Apple, newfangled iWatches and becoming a mature company

Apple, newfangled iWatches and becoming a mature company

Summary: News of Apple potentially chasing smart watches highlights how the company needs big hits in big markets just to keep up with increasingly ridiculous expectations.


Apple is reportedly looking into wearable devices such as next-gen watches, but the development is just one more sign that the company is maturing and needs some new tricks.

The big news Sunday into Monday---and rumored before---is that Apple is testing a smart watch. This smart watch would apparently go nicely with Apple's television set that has been rumored to change the world.

These new markets for Apple illustrate what has Wall Street a bit worried these days: What can Apple do as its next trick?

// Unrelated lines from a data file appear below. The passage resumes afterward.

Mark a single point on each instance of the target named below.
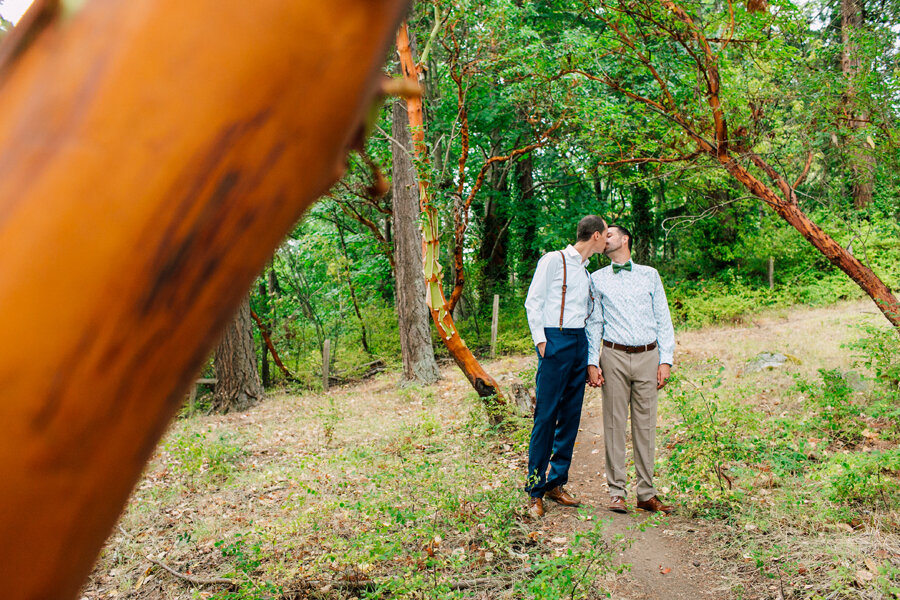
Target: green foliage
(879, 351)
(864, 480)
(203, 456)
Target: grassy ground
(362, 492)
(799, 465)
(374, 492)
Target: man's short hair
(588, 226)
(625, 232)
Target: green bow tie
(625, 267)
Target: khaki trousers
(629, 381)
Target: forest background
(726, 137)
(534, 117)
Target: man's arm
(535, 300)
(665, 333)
(594, 325)
(594, 329)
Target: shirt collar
(574, 254)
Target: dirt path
(671, 557)
(665, 562)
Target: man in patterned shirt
(559, 305)
(635, 362)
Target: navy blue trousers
(560, 384)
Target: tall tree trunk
(861, 159)
(495, 235)
(528, 215)
(122, 279)
(483, 383)
(266, 376)
(494, 227)
(349, 277)
(642, 222)
(238, 386)
(415, 333)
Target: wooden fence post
(494, 318)
(326, 360)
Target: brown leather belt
(630, 349)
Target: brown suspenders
(562, 307)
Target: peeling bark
(175, 143)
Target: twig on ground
(194, 580)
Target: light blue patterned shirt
(634, 310)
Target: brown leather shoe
(654, 505)
(617, 504)
(561, 496)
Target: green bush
(865, 478)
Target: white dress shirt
(634, 310)
(544, 298)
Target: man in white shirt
(636, 359)
(560, 303)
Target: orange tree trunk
(154, 153)
(483, 383)
(838, 255)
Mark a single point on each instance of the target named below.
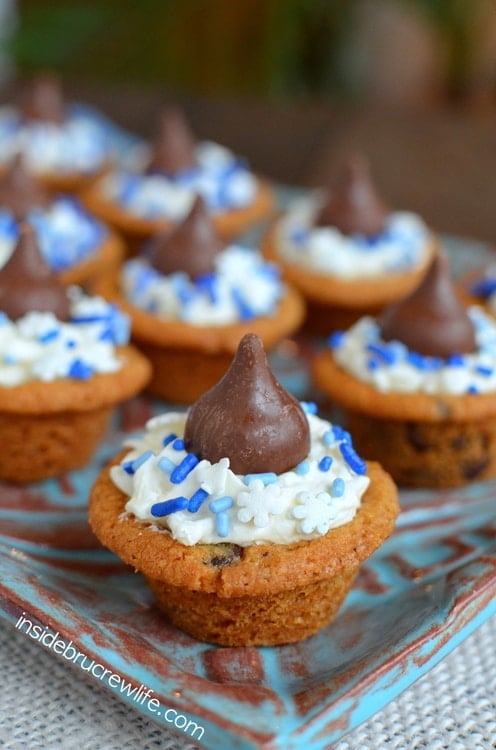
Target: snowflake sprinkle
(258, 502)
(315, 511)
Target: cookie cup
(333, 303)
(51, 427)
(265, 594)
(136, 230)
(422, 440)
(186, 359)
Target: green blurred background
(406, 51)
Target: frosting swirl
(242, 286)
(198, 501)
(38, 346)
(223, 181)
(390, 366)
(401, 246)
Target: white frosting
(302, 503)
(403, 244)
(242, 286)
(66, 233)
(79, 144)
(390, 366)
(40, 347)
(222, 181)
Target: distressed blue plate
(424, 591)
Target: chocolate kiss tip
(431, 320)
(173, 148)
(190, 247)
(354, 205)
(27, 282)
(249, 418)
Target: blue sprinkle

Here's why answering that question is such a big deal: Apple is projected to report fiscal 2013 net income of $42.2 billion on revenue of $183.1 billion. In fiscal 2014, analysts currently expect Apple to report net income of $48.1 billion on revenue of $207.2 billion. In 2015, Wall Street analysts project Apple to report net income of $52.45 billion on revenue of $235.76 billion. For what it's worth, IBM is projected to report net income of $20 billion on revenue of $111.2 billion in 2015.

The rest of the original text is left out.